Khanna is also writing a book called the “Indian Antagonist” in which he traces the history of Bollywood
villain, who, he says, has not changed much in the last 100 years of the Indian cinema. If you really go
under the surface, there is not much difference between K.N.Singh, Pran, Madan Puri, Ranjit, Prakash
Raj because all of them in most pictures lead a team of goons who use force against the hero to defeat
him and never succeed. Khanna says today’s villain is still like Kansa or Ravana and rarely like Shakuni.
But whenever we made the villain intelligent and made him play the “mind games” it really worked. He
gives the examples of the movies in which the directors hired Hritik Roshan and Aamir Khan to play the
villain and the movies proved to be the blockbusters at the box office.

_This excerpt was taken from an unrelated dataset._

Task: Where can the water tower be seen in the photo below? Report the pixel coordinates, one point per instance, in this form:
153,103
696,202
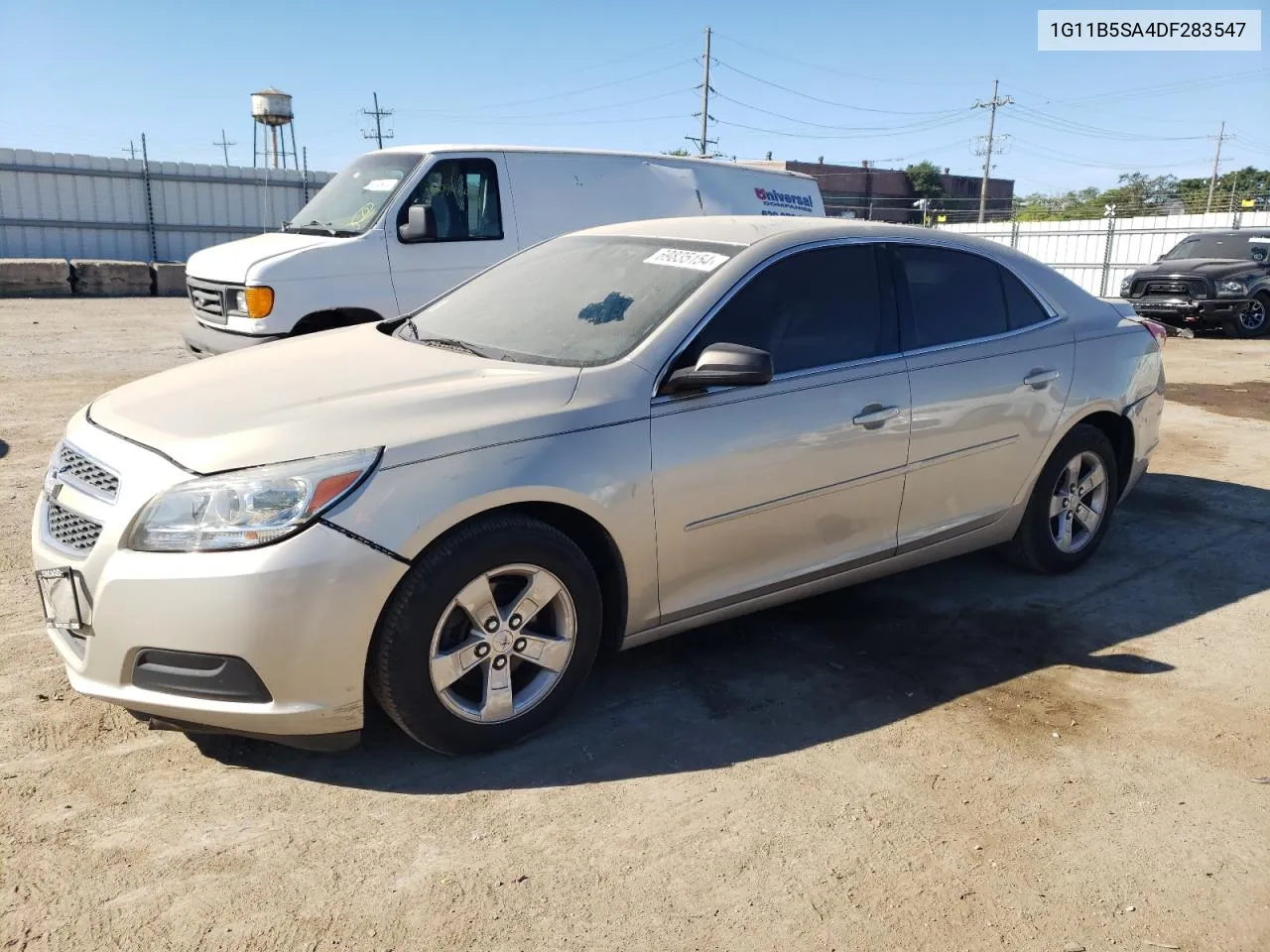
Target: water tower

Khanna began his acting career in New Delhi in the 1970’s on stage, Radio and Television with his
contemporaries such as Kulbhushan Kharbanda, Dinesh Thakur, Kamna Chandra, Om Shivpuri, Sudha
Shivpuri, T. P Jain, R.P Sethi and Ram Gopal whose filmy name was changed to Ranjit. They ventured to
Mumbai and Khanna on the insistence of his mother went to USA to do journalism. There he worked as
the South Asia Bureau Chief in the Voice of America Newsroom for 27 years. But he kept his interest in
theater alive and kept on acting on stage and screen (in English, Hindi, Urdu and Punjabi) whenever he
got a chance despite his busy life as journalist. He was awarded the most coveted Helen Hayes award for
his performance in Tom Stoppard’s comedy “Indian Ink”.